We retrospectively evaluated the efficacy of intrathecal nusinersen treatment in patients with SMA type 1 who continued treatment for at least 12 months. There were three patients enrolled in our study (3, 4 and 16 years of age) who had severe impairment of gross motor function without head control or the ability to roll over. All three needed mechanical ventilation with tracheostomy and tube feeding. Motor function was assessed using the Children s Hospital of Philadelphia infant test of neuromuscular disorders (CHOP-INTEND) and the caregivers’ evaluations. Concurrently, we examined nerve conduction longitudinally and compared compound motor action potential (CMAP) amplitudes.

Results

All patients continued nusinersen administration without significant adverse events for more than three years.
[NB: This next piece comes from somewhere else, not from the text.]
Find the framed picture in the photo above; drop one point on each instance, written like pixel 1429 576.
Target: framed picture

While CHOP-INTEND scores did not remarkably increase, according to the caregivers, all three patients had improved finger or facial muscle movements that enabled them to make their intentions understood. Some CMAPs before treatment were not identified but became traces after nusinersen administration.

Conclusions

The improvement in motor function that leads to smoother communication could be a basis for continuing nusinersen treatment. Currently available motor function scorings are not efficient for assessing therapeutic interventions in SMA patients with medical care complexity. Longitudinal nerve conduction studies could be an objective indicator.

中文翻译：

Nusinersen 在运动功能严重受损的 1 型脊髓性肌萎缩症患者中诱导复合运动动作电位反应的可检测变化

背景

大多数长期受影响的 1 型脊髓性肌萎缩症 (SMA) 患者运动功能严重受损，依赖气管造口机械通气。 nusinersen 在这些患者中的疗效和安全性尚未确定。

方法

我们回顾性评估了鞘内 nusinersen 治疗对持续治疗至少 12 个月的 1 型 SMA 患者的疗效。我们的研究中登记了三名患者（年龄分别为 3 岁、4 岁和 16 岁），他们的粗大运动功能严重受损，无法控制头部或翻身。所有三人都需要通过气管切开术和管饲进行机械通气。使用费城儿童医院婴儿神经肌肉疾病测试 (CHOP-INTEND) 和护理人员的评估来评估运动功能。同时，我们纵向检查神经传导并比较复合运动动作电位（CMAP）幅度。